On Saturday, March 18, in the sixth round of the 200M individual medley at the Quebec Masters Cup, Jacobs broke a provincial record with a time of 2:35.81, beating the previous record holder, Detlev Grabs, who had a time of 2:37.96 in May 2022.
The event was part of a circuit of year-round meets leading up to provincial masters championship slated to begin in three weeks.
“I was actually surprised that I broke it because I didn’t expect it to,” said Jacobs of his new record. But, being among the more seasoned swimmers in the 60-64 age group, he said there’s often a chance to set new records.
On top of that, he also broke the 100M butterfly short course in January and 200M butterfly long course in February, which means he now holds three provincial records in his age group.
But Jacobs is no stranger to the sport.

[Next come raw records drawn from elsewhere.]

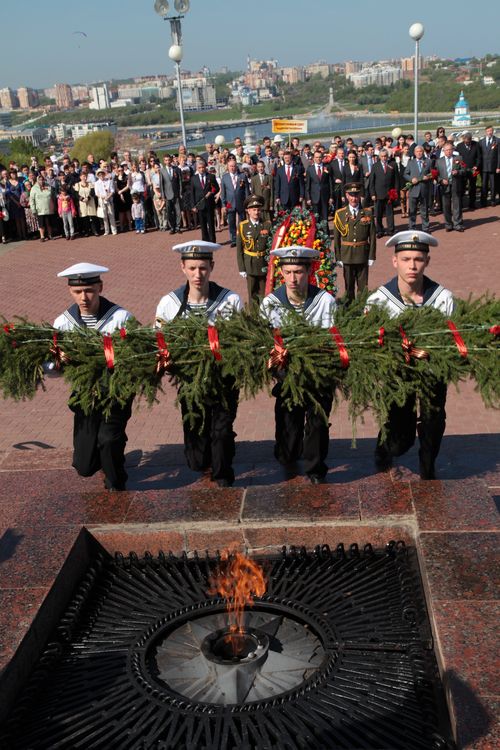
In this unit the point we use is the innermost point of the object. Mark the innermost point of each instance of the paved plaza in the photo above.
(46, 510)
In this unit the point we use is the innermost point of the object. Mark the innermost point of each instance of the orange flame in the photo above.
(238, 582)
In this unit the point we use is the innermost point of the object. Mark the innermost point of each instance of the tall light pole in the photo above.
(175, 51)
(416, 32)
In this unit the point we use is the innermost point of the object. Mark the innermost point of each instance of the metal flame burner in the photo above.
(273, 654)
(337, 653)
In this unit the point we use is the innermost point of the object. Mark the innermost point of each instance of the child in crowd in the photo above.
(66, 210)
(138, 213)
(160, 208)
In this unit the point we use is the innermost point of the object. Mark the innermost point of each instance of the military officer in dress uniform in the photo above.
(354, 240)
(300, 432)
(251, 243)
(98, 441)
(410, 288)
(210, 443)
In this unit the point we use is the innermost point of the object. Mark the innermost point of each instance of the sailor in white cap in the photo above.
(300, 431)
(211, 446)
(98, 442)
(411, 288)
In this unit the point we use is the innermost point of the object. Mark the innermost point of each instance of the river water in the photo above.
(318, 124)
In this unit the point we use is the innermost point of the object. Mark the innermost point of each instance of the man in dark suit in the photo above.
(234, 191)
(262, 186)
(170, 186)
(450, 174)
(204, 187)
(289, 183)
(336, 169)
(317, 189)
(470, 154)
(418, 172)
(383, 177)
(489, 165)
(367, 162)
(251, 243)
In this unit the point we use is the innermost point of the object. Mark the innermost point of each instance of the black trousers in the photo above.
(99, 443)
(207, 224)
(355, 274)
(213, 445)
(487, 183)
(430, 425)
(383, 207)
(302, 433)
(470, 187)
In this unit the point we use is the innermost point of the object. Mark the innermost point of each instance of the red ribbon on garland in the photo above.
(461, 346)
(56, 351)
(163, 358)
(8, 328)
(344, 354)
(279, 353)
(109, 351)
(213, 340)
(410, 350)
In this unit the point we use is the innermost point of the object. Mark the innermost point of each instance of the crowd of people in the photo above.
(184, 191)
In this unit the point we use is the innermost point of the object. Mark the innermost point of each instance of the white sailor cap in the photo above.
(83, 273)
(197, 249)
(411, 239)
(296, 254)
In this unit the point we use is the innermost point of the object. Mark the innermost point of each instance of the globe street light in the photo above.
(175, 52)
(416, 31)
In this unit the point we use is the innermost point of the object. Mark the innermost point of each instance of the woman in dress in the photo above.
(31, 220)
(14, 190)
(123, 198)
(42, 202)
(352, 170)
(402, 160)
(85, 196)
(188, 217)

He’d been swimming on and off since childhood; he stopped at 16 and returned in his late 20s as a master for a couple years. When he took up swimming again in his mid-forties, he said the main motivator was his health, and he’s kept going ever since. “It keeps me well in my mind, and keeps my body in shape. So I’ll keep doing it as long as I can.”

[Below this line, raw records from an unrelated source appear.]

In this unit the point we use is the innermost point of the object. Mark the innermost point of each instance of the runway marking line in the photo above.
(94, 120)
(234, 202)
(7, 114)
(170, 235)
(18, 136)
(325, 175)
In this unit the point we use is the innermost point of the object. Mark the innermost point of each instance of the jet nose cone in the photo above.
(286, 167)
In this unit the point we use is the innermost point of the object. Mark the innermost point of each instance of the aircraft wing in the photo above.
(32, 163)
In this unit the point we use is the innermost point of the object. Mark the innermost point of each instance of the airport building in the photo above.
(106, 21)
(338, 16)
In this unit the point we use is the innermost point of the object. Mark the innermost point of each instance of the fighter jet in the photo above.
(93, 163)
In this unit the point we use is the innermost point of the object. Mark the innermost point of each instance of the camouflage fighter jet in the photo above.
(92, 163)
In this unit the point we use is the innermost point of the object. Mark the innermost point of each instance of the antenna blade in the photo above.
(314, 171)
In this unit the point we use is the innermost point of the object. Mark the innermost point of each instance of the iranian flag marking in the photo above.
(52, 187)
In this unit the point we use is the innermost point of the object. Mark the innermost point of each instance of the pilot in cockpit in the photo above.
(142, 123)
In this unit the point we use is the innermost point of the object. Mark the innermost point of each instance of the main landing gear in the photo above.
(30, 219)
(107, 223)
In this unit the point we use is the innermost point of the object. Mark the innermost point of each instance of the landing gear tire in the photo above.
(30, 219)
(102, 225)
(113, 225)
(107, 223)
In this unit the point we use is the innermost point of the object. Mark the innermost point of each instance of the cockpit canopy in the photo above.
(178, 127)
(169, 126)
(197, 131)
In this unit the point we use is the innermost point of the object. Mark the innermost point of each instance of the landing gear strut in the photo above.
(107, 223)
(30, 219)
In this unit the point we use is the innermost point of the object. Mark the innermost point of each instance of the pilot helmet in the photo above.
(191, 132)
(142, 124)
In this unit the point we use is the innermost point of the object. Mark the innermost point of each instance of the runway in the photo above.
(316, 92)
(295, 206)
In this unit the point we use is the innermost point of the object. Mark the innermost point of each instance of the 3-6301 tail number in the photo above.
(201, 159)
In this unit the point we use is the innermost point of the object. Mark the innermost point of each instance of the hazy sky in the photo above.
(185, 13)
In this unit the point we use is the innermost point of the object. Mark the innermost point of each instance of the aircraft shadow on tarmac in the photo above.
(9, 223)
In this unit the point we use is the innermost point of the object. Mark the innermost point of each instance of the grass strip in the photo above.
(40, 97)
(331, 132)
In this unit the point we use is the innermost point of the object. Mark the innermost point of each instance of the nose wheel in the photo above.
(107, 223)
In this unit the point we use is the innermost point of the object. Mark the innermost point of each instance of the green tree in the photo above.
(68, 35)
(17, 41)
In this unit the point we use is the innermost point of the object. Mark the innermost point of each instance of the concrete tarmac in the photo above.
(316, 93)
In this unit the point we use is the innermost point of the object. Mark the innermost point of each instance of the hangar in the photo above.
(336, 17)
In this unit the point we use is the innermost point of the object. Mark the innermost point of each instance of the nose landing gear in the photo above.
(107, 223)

His abilities in the pool didn’t go unnoticed, and he quickly stood out among his peers.
“In no time he was able to do the national time, which is rare for somebody his age. It was pretty impressive what he did,” said his current trainer Eric Dubreuil, from L’Escouade Triathlon in St. Constant.
Although Durbreuil has been working with Jacobs only for a few months, the pair go way back. They met years ago at a high-level competition.
“That guy is something else – he’s gonna get you with distance. He works really, really hard … and he has a lot of endurance. It’s pretty fascinating,” said Durbreuil, crediting Jacobs’s accomplishments to dedication and skill.
Perfecting the swim style and building muscle are key elements to Dubreuil’s training. “I’m focusing on quality when we’re swimming.”
But aside from developing the physical attributes, the mental aspect is another central area he focuses on. That’s where he focuses on pushing the athletes’ limits. “Swimming is 80 percent all in your head…. There’s always a negative aspect that you’re going to have to work on. That’s the hard part,” he said.
Starting at an older age, for instance, could manifest itself as a considerable mental block, Dubreuil said. “You can accomplish a lot if you don’t think about that aspect,” he said. For Jacobs, that hadn’t been much of a concern since the incentive to swim was tied to maintaining his health.
“Maybe we have some swimmers in our community that have gifts. I would encourage our young people to look at swimming as a sport to get into,” said Jacobs.
Gearing up for the provincials, Jacobs will be keeping his usual morning routine: up at 4:45 a.m. and then off to the pool.